她应该是恨他的吧,直接间接,彩凤妹子的死他终究难逃干系。
思绪如潮水般狂涌在他混沌一片的脑海,他只好借酒浇愁,继续拎着上好的花雕酒,狠狠的往嘴里猛灌。
茗慎顺着石子路来到白鹏飞跟前,泪水模糊了视线,他昔日高大的身影如今变得佝偻消瘦,惨白如纸的脸色写满苦痛,一夕单薄萧瑟的苍白衣衫孤坐在寒冷的暮色红枫之间,不禁令人感慨美人自古如名将,不许人间见白头。
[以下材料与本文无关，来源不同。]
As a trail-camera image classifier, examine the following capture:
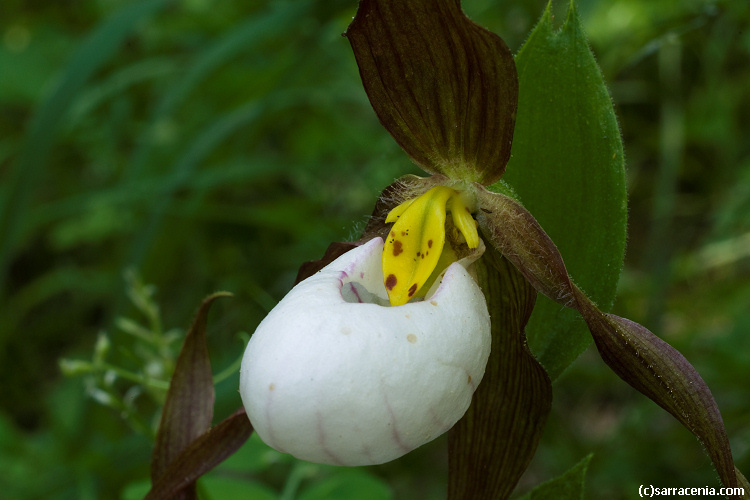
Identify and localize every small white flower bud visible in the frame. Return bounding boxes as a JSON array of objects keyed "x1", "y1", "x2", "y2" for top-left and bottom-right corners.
[{"x1": 240, "y1": 238, "x2": 490, "y2": 465}]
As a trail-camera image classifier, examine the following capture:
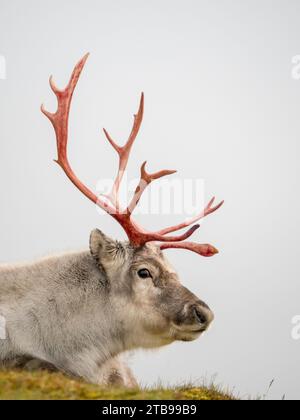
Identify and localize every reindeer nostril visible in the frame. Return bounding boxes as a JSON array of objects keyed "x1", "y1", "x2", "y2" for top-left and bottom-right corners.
[{"x1": 194, "y1": 308, "x2": 208, "y2": 325}]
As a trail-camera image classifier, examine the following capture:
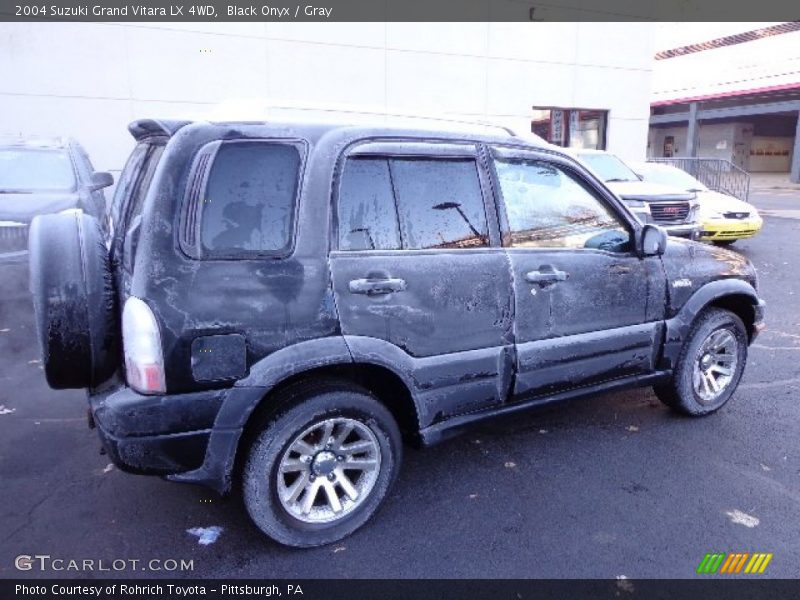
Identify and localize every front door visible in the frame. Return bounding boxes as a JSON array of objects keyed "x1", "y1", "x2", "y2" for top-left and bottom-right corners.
[
  {"x1": 494, "y1": 151, "x2": 664, "y2": 395},
  {"x1": 330, "y1": 142, "x2": 513, "y2": 426}
]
也许上天对一个英雄最大的惩罚,便是长寿,让他活在内疚和痛苦之中,只为红颜煞白头。
白鹏飞醉熏熏的仰着脖子,咕咚咕咚的大口灌着烈酒,只觉得眼前轻暗,鼻中又闻到一缕芳馨,似是花动影移。
“借酒浇愁,愁更愁,都咳血了,还这般不爱惜自个儿身子,真是不知道该说你什么好?”
白鹏飞闻声醉眼相看来人,只见茗慎孱弱的身影浮现在漫天的赤色红叶中,她一身白素衣裳,更显得触目可怜,那一刻,他再也控制不住内心积压很久的感情,一把将她狠狠的搂进怀中,恨不得要揉进血肉里似得。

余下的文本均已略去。